Thinking more and more about building the engine on my 300.

What are some good engine mods? No B/S mods just pure power mods.

No BBK and no pipe...I want this bike to be as trail worthy and quiet as possible...I've already have my fill of BBK's and annoying pipes.

Heres what I'm thinking of.

'88 or BR Cam
Wiseco Piston
Port/Polish head
Clutch kit (while I'm in there)
BR timing chain


What else do I need...with these mod's will I need a significant fuel upgrade, or will adjusting the stock carb suffice?


----------



## hondarecoveryman

I would do all the things you listed and add a jet kit to the stock carb. that would be a fun little quad to ride then


----------



## Tylerz71

To retain reliability Id probably keep it stock bore. Wiesco HC piston. Big red 250 timing chain for sure. 459/102 cam, or BR/88 if you dont have a lot to spend on a cam. not sure about the port/polish but it should help. Clutch kit (EPI competition?) should make it more fun to take off from a stop but thats up to you.
And then a filter, either a 300EX carb or increase jet sizes on your stock carb.
A 00-06 Big bear HMF or a FO4/FO14 tractor muffler should be added too before jetting.
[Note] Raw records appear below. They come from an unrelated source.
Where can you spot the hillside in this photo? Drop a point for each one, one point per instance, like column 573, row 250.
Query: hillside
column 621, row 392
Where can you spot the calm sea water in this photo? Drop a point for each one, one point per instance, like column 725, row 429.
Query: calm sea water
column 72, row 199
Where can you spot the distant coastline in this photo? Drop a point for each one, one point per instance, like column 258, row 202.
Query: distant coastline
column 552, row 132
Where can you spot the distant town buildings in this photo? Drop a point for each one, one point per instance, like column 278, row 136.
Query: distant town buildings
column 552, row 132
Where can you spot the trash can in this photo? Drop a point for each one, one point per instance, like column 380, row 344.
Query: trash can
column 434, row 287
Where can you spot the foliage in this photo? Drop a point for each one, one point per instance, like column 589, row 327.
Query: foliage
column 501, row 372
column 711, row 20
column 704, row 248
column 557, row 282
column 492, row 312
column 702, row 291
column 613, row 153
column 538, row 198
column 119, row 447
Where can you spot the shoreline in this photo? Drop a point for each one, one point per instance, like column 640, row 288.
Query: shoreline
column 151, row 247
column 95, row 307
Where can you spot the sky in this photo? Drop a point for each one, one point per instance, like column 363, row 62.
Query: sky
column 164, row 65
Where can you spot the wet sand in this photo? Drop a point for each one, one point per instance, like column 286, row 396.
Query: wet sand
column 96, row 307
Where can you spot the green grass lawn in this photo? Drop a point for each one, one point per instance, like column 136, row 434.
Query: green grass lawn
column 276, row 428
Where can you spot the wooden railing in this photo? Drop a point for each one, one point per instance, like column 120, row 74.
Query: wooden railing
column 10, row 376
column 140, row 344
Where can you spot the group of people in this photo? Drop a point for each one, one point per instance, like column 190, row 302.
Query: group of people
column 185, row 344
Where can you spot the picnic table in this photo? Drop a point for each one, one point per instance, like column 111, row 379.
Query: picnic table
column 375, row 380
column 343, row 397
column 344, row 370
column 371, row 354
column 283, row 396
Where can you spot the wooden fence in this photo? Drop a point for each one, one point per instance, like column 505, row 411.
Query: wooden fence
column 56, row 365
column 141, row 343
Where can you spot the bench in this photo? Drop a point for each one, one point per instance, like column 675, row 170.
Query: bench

should be a bad lil bike then.


----------



## tacoma_2002

Nice to see you made it over Tyler .

I'll definately keep a stock bore unless its just absolutely nessessary to go up in bore size...Even then I'll only do the minimum to round out the cylinder. I'd like to get away with just a good hone and a std. piston. It'll just be a trail/fun bike, so I'll more than likely go with the EPI clutch kit. 

As for the port/polish I was going to do this while I had the head off with my dremel, but I'm not going to devote 1-2hrs worth of work if it doesn't help that much. 

How much hp gain over a '88 cam is the 459/102?


----------



## tacoma_2002

Top!

The left crank cover is where the clutch kit installs correct?


----------